Children are showing up in emergency rooms alone because their parents are afraid of being picked up by Immigration and Customs Enforcement if they show their faces. Even American-born children are suffering - one boy in the south-east asked a doctor for Prozac because he was worried about his undocumented friend.
"It's as though a volcano erupted. It's been awful," said Mimi Lind, director of behavioral health at the Venice Family Clinic, one of the largest providers of healthcare to low-income families in southern California. "People who don't have a history of anxiety and depression are coming forward with symptoms they've never had before. And people who had those symptoms already are getting much worse."
It's too soon to put precise figures on the wave of Trump-related anxiety, but health professionals and immigrant rights groups say it is unmistakable. "People worry their families will be broken up, that parents will be deported and children will end up in foster care, on a scale that we've never seen before. The feeling out there is one of great fear," said Marielena Hincapie of the National Immigration Law Center.
In addition to his own comments, Trumps' nomination of Sen. Jeff Sessions (R-AL), an anti-immigration hardliner, to be the next Attorney General has only increased those fears. Beyond the worries about what might happen to older family members, many teenagers and young adults from immigrant families--namely those brought to the US as minors and known as DREAMers--are also facing uncertainty about what the future holds for them.
Feeling somewhat protected under the Deferred Action for Childhood Arrivals (DACA)--an executive order issued by President Obama--many of those young people are increasingly unsure of what will happen when the Republicans take full control of Congress and Trump arrives in the White House.

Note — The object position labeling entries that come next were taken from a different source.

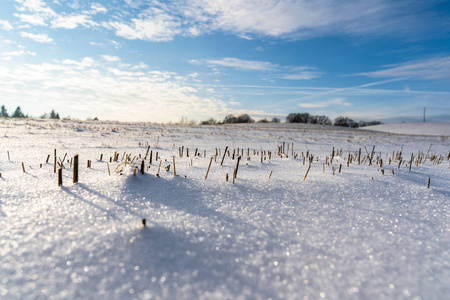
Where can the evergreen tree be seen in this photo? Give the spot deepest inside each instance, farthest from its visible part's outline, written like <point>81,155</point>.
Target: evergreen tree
<point>3,112</point>
<point>18,113</point>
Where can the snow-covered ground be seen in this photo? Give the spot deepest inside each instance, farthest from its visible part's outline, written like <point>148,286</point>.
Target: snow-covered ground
<point>357,234</point>
<point>440,129</point>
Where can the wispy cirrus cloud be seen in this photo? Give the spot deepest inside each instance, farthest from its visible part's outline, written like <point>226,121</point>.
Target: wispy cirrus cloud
<point>275,71</point>
<point>72,21</point>
<point>37,12</point>
<point>428,69</point>
<point>152,25</point>
<point>40,38</point>
<point>236,63</point>
<point>335,101</point>
<point>158,21</point>
<point>106,88</point>
<point>288,19</point>
<point>110,58</point>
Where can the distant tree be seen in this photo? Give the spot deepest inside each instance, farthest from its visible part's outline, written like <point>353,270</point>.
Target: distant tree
<point>210,121</point>
<point>18,113</point>
<point>244,118</point>
<point>230,119</point>
<point>4,112</point>
<point>368,123</point>
<point>323,120</point>
<point>298,118</point>
<point>345,122</point>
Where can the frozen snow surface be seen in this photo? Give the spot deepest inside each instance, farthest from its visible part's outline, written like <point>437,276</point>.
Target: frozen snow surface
<point>439,129</point>
<point>374,230</point>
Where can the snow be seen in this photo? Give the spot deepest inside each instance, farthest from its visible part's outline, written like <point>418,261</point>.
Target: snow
<point>357,234</point>
<point>439,129</point>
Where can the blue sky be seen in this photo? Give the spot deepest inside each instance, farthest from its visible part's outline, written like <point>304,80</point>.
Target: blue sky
<point>158,61</point>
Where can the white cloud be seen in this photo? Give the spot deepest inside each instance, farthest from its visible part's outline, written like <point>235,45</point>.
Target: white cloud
<point>14,53</point>
<point>5,25</point>
<point>33,19</point>
<point>335,101</point>
<point>229,62</point>
<point>72,21</point>
<point>110,58</point>
<point>430,69</point>
<point>86,62</point>
<point>41,38</point>
<point>301,76</point>
<point>81,87</point>
<point>98,8</point>
<point>291,19</point>
<point>153,25</point>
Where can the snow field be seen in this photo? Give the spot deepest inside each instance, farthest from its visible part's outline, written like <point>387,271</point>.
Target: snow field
<point>342,236</point>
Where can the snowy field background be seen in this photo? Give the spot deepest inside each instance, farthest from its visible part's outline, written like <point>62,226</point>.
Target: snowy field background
<point>357,234</point>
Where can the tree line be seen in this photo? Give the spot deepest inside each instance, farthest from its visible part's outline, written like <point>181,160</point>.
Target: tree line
<point>231,119</point>
<point>304,118</point>
<point>19,114</point>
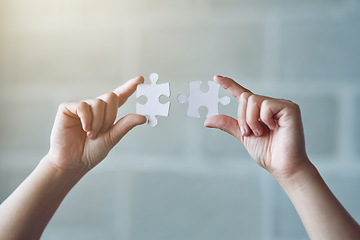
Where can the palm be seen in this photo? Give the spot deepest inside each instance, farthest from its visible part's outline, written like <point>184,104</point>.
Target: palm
<point>73,145</point>
<point>274,150</point>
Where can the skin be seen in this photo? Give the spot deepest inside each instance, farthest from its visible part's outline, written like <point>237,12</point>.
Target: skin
<point>84,132</point>
<point>271,130</point>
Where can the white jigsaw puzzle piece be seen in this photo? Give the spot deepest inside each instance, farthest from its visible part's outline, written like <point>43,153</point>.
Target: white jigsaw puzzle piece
<point>198,98</point>
<point>152,92</point>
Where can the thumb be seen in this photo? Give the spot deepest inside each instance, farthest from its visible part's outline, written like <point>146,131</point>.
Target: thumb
<point>224,123</point>
<point>124,125</point>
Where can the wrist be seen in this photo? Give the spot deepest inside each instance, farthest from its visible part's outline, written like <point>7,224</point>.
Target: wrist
<point>50,167</point>
<point>298,179</point>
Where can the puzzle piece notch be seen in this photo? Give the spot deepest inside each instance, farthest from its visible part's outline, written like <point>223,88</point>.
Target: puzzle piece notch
<point>198,98</point>
<point>152,92</point>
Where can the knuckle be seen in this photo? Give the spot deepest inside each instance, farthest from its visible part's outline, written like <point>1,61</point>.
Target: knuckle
<point>99,102</point>
<point>253,99</point>
<point>293,106</point>
<point>245,96</point>
<point>266,104</point>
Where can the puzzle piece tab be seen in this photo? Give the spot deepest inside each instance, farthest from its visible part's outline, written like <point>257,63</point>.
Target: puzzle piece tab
<point>198,98</point>
<point>152,92</point>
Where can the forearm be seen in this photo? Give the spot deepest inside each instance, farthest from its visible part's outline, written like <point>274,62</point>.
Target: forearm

Twenty-year-old Josue De Luna, a student living in New Mexico, told the Albuquerque Journal that whatever happens after Trump's inauguration, he and other immigration rights advocates are bracing for a fight.
"We are concerned about our future, but we are definitely here to stay," De Luna told the Journal. "This is our home. It's going to be four years of intense fighting and trying to protect all the progress the immigrant movement has accomplished."
But as some prepare to fight back, those working in immigrant and low-income communities say it is becoming increasingly hard to assure anxious residents that everything will be okay.
Lind, the behavioral health specialist who spoke with the Guardian, says that the anticipation of what Trump and the Republicans might do is "the most anxiety-provoking" aspect of the current moment.
"No one can say anything," she said. "We have no way of allaying people's anxiety with concrete facts."